Kuszę, kuszę, kuszę 😉 Zapraszam do wspólnej podróży - część 3😘🌞

Ponieważ chociaż mamy praktycznie połowę września pogoda niczym letnia 😊😘❗🌻

Na szczęście i oby tylko tak dłużej❗

Jak najdłużej❗❗❗🌞

Więc kuszę, kuszę i jeszcze raz kuszę 😉

Dlatego dzisiaj w przerwie pomiędzy oddawaniu się błogiemu relaksowi na Słońcu, otulając się w jego promieniach mój poniższy post daleko, bardzo daleko odbiegający od mrocznego(❓), acz fascynującego świata polityki😊 Też o świecie, jednak kolejna część tego moich ukochanych zapachów 😊

Serdecznie zapraszam do jego lektury i wybierzmy się w tę cudowną podróż razem, wspólnie❗😘

Wild Pearl”. „Dzika Perła” tłumacząc na język polski.

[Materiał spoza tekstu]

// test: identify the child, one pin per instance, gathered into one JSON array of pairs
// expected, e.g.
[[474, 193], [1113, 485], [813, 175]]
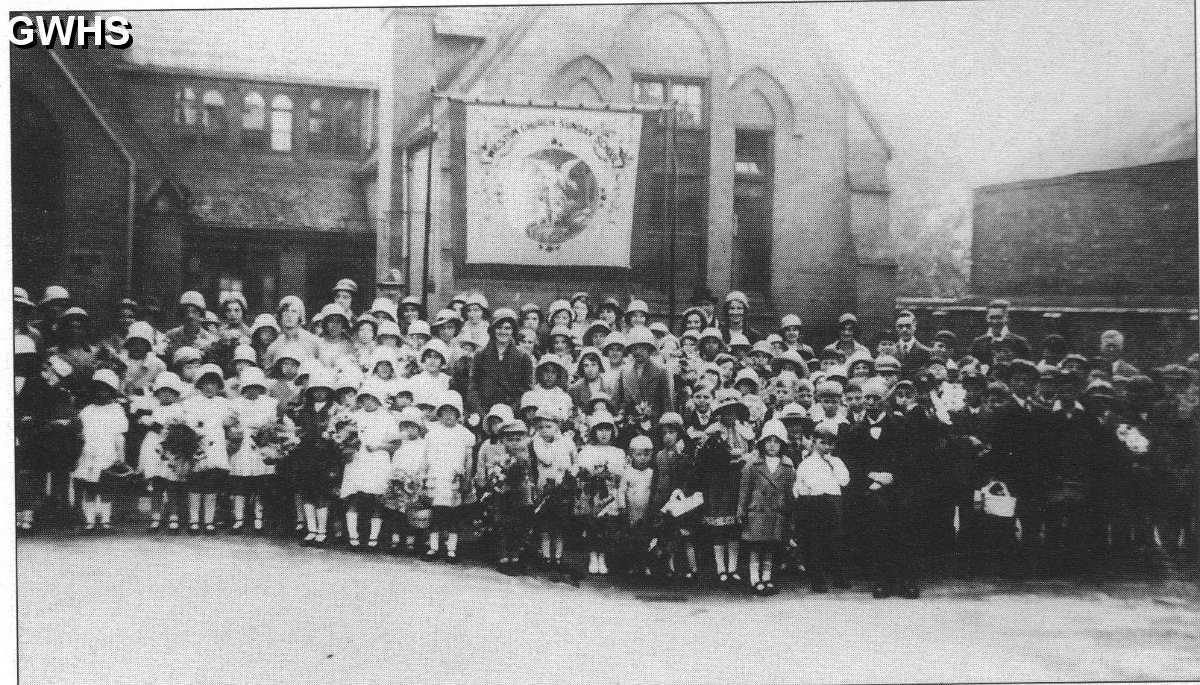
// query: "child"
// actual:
[[315, 462], [763, 500], [598, 468], [159, 475], [636, 486], [675, 472], [514, 486], [366, 476], [819, 508], [211, 415], [407, 479], [555, 454], [719, 469], [448, 455], [247, 470], [103, 426]]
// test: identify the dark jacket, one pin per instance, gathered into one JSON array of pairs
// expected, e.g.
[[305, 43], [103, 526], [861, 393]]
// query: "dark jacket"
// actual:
[[498, 382]]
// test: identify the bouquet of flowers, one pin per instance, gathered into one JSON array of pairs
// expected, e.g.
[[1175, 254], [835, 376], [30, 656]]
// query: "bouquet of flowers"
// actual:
[[274, 440], [181, 448], [343, 432]]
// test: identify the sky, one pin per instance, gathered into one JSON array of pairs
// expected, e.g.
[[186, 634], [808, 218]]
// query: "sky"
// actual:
[[967, 92]]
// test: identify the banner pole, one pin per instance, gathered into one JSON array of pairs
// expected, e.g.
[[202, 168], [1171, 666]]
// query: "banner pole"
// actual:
[[429, 216]]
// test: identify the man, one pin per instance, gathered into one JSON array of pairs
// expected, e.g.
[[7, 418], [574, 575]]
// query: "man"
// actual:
[[997, 330], [877, 455], [643, 386], [912, 354], [1111, 348]]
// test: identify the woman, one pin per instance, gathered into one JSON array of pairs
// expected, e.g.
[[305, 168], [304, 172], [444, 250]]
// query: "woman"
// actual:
[[501, 372]]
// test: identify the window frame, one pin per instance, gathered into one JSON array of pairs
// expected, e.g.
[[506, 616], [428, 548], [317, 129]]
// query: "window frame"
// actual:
[[667, 82]]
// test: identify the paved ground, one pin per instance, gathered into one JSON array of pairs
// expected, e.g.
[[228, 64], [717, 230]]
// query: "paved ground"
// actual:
[[135, 608]]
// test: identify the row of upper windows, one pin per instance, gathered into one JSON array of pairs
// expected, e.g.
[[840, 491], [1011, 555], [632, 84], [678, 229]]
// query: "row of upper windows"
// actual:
[[331, 125]]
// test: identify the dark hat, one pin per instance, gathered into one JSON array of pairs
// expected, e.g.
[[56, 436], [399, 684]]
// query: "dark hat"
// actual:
[[948, 337]]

To kolejny z zapachów wspomnianej w poście o moim świecie zapachów pani Naomi Campbell.

Wild Pearl” jest jednak inny niż te, do których (przynajmniej wcześniej) przyzwyczaiła nas Naomi znana z klasycznej urody oraz egzotycznej aury kobiecości.

Jaki❓

Zaliczany do kwiatowo-owocowych, ale w moim odczuciu chłodniejszy i mniej słodki, jak również o nutach tzw. pudrowo-wodnych. Znajdziemy w nim: moje ulubione: fiołki (ten biały to ulubiony kwiat narodzonej z piany morskiej Afrodyty – greckiej bogini miłości, w starożytnym Rzymie – Wenus), jaśmin oraz brzoskwinię. I odrobinę wanilii.

Wita nas wonią nut soczysto-owocowych łagodnie przechodząc w wytworne, bardzo kobiece motywy kwiatowe, by w końcu uwolnić zmysłowe drzewne. Odświeżający arbuz, oraz energia czerwonego pieprzu przemieniają się w słodką, dojrzałą brzoskwinię. Odnajdziemy też i kwiat jabłoni oraz sporo innych.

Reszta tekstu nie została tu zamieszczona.